Gratur. Vous avez peut être déjà entendu parler de Gratur, au détour d'un sentier par un jour de soleil, sous un arbre doré par la lumière du jour, de la bouche d'un vieillard vouté sur sa cane. Non ? Alors, il faut que je vous en dise plus.
Tout commence toujours d'une graine. D'une simple graine, qui pousse, jusqu'a ce que naisse un arbre. De cet arbre naissent des fleurs, de ses fleurs naissent des fruits, et de ces fruits nait le bonheur. Alors, les oiseaux arrivent, chantent, pillaient, et font leurs premiers nids.

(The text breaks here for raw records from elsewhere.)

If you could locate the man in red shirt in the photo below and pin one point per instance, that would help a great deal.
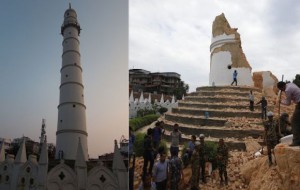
(292, 92)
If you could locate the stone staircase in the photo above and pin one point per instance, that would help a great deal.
(229, 115)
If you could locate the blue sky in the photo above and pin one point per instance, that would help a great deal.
(175, 35)
(30, 51)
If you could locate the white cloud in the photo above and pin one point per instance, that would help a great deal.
(174, 35)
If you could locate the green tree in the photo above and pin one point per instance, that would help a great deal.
(297, 80)
(181, 90)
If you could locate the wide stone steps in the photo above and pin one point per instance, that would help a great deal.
(232, 144)
(227, 93)
(220, 106)
(227, 88)
(211, 99)
(195, 120)
(217, 131)
(229, 115)
(201, 105)
(215, 113)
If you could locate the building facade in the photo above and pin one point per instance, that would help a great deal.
(71, 169)
(157, 83)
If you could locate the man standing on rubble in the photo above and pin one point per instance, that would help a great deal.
(271, 135)
(292, 92)
(175, 140)
(195, 162)
(222, 160)
(264, 104)
(203, 157)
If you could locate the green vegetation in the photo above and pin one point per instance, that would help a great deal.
(162, 110)
(140, 122)
(145, 111)
(297, 80)
(181, 90)
(211, 151)
(138, 146)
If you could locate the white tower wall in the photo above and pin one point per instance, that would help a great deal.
(219, 73)
(71, 123)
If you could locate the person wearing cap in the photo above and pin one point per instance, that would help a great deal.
(195, 163)
(271, 135)
(222, 160)
(285, 124)
(175, 140)
(234, 76)
(264, 104)
(292, 92)
(148, 154)
(203, 157)
(156, 136)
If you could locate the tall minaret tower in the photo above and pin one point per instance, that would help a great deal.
(71, 125)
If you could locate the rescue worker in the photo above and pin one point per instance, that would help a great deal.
(195, 162)
(271, 135)
(222, 161)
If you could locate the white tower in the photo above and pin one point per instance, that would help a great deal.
(71, 123)
(227, 55)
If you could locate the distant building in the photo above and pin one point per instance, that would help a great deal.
(5, 142)
(157, 83)
(71, 168)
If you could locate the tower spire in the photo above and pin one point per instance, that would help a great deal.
(71, 123)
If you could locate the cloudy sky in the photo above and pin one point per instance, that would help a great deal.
(175, 35)
(30, 52)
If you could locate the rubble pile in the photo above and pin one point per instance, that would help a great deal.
(285, 174)
(236, 181)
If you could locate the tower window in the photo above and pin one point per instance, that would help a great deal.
(23, 180)
(28, 169)
(31, 181)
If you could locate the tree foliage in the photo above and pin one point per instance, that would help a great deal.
(139, 122)
(181, 90)
(297, 80)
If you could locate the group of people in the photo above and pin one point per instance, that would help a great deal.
(164, 170)
(263, 102)
(198, 154)
(275, 129)
(169, 171)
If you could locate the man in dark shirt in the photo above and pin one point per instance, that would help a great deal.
(148, 154)
(264, 104)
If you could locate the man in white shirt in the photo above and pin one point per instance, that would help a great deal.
(175, 140)
(292, 92)
(160, 172)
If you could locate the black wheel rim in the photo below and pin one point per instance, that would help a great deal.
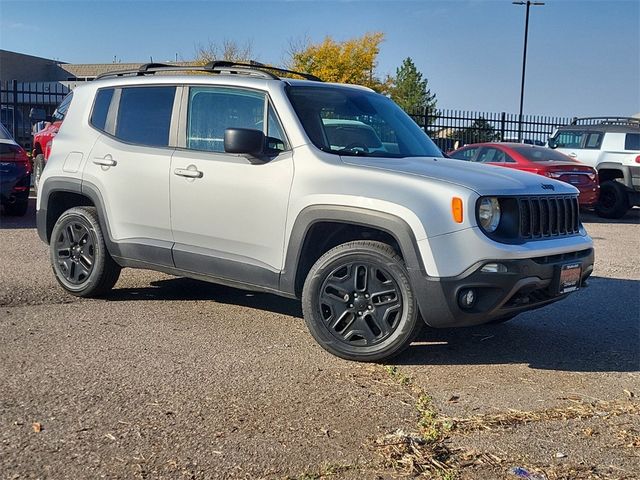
(75, 252)
(360, 304)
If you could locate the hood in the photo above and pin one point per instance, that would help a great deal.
(482, 179)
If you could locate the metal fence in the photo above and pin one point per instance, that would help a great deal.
(452, 129)
(18, 98)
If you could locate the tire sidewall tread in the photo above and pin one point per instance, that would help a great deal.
(411, 323)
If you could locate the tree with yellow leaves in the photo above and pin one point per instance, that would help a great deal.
(350, 61)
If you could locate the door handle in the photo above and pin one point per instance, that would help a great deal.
(106, 161)
(188, 172)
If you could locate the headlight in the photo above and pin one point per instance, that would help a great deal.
(489, 214)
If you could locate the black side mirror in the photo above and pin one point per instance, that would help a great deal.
(245, 141)
(38, 115)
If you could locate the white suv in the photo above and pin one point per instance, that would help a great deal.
(612, 146)
(324, 192)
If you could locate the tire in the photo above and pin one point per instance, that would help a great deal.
(38, 167)
(614, 201)
(79, 257)
(18, 208)
(358, 302)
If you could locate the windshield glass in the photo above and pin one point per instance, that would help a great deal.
(346, 121)
(4, 134)
(541, 154)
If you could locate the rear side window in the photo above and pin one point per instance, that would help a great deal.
(61, 111)
(569, 139)
(101, 108)
(144, 115)
(632, 141)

Puis, attirés par les chants des oiseaux, viennent les poètes. Attirés par les poètes viennent les musiciens. Attirés par les musiciens vienne les taverniers, et enfin, attiré par les taverniers, vient le reste. C'est toujours comme ça que nait un joli monde. D'une graine. Et c'est comme ça qu'est né gratur.

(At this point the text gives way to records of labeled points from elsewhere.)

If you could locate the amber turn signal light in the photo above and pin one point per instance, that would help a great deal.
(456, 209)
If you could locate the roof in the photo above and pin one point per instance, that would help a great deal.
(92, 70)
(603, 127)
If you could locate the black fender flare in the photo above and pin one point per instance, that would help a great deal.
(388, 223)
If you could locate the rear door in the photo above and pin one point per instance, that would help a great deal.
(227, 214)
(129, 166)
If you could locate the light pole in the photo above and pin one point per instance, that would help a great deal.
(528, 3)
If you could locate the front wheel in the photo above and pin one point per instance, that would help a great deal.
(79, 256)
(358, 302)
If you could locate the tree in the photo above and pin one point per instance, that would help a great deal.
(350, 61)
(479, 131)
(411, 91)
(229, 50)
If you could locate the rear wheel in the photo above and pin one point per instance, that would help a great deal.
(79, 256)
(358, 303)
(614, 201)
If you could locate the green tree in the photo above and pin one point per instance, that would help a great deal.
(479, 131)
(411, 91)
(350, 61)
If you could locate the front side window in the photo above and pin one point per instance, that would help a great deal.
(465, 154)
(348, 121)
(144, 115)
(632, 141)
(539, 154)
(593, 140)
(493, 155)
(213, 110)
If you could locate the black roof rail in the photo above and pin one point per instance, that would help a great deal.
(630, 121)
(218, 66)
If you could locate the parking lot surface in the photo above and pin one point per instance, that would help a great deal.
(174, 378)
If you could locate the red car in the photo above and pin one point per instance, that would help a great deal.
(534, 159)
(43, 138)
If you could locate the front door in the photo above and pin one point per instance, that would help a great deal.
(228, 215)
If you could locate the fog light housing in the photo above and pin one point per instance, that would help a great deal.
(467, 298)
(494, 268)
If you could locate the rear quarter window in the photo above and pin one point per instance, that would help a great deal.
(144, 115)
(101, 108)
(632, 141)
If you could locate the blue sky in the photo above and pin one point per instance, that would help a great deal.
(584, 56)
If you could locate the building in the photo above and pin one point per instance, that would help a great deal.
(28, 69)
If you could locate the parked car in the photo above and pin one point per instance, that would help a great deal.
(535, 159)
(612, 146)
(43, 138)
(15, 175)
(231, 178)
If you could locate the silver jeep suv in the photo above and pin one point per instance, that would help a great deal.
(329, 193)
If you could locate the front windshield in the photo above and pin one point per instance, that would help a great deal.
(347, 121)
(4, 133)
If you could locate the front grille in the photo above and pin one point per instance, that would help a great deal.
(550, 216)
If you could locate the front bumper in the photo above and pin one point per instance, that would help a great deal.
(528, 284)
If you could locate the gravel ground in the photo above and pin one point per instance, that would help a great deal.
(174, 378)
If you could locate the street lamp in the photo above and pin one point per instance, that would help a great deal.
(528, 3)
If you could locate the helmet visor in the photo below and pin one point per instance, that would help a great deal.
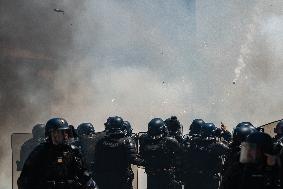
(60, 136)
(250, 153)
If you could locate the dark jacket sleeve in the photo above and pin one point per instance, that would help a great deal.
(83, 176)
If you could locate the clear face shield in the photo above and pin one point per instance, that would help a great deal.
(61, 136)
(251, 153)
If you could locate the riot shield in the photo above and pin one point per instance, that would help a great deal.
(137, 171)
(17, 140)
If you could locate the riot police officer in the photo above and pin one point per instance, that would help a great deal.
(37, 138)
(256, 167)
(54, 164)
(87, 142)
(175, 129)
(114, 155)
(240, 133)
(161, 154)
(196, 128)
(204, 160)
(278, 138)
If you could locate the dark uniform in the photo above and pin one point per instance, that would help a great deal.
(204, 160)
(37, 138)
(87, 142)
(256, 167)
(278, 148)
(54, 164)
(175, 129)
(240, 133)
(114, 155)
(162, 155)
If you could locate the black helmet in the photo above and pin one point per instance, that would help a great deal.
(279, 128)
(196, 126)
(208, 129)
(242, 130)
(38, 131)
(85, 129)
(227, 136)
(257, 146)
(114, 125)
(156, 128)
(57, 125)
(128, 128)
(173, 124)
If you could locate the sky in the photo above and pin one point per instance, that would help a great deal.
(212, 59)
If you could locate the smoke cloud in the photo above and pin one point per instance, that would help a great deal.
(139, 60)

Gratur, Gratur, un monde ou des gens simples vivent simplement, où les ermites se cachent, ou les magiciens font de la magie, ou les conteurs content des contes, où les chanteurs chantent des chansons, où les fermiers cultivent la terre. Bref, un monde comme les autres. Comme les autres ? Non, pas tellement, peut être avec un petit je ne sait pas quoi de plus. Un peut de mystère ? Un peut d'aventure ? Non, c'est déjà dit et redit. Disons simplement qu'il a quelque chose d'hors du commun, quelque chose de singulier, commençons par des choses simples, car tout commence toujours ainsi.
Nous voici donc dans le petit hameau de, de, de comment déjà ? C'est vrais, on se perds, il y a tellement de hameaux dans ce monde. Il n'y a pas de villages à proprement parler, seuls de petits pâtés de trois ou quatre maisons regroupées autours d'un puit, qui doivent leurs noms à leurs spécialités. Car chaque hameau à en fait une activité bien particulière. Nous voici donc dans le hameau de Forgefer, hameau où, vous l'aurez surement deviné, on forge le fer. Car on ne se complique pas avec les noms dans ce monde. On préfère vivre simplement, sans trop se compliquer. D'ailleurs, dans ce monde, se compliquer la vie est très mal perçu par les habitants, on dit malsains ceux qui pensent trop, qui ne se contentent pas de bêcher leur terre ou de cuire leur pain. C'est d'ailleurs peut être et surement pour ca que l'on n'apprécie pas trop les magiciens dans ce monde. Il y a bien des érudits, des penseurs, des philosophes même, mais ils sont rares et se cachent souvent du reste du peuple.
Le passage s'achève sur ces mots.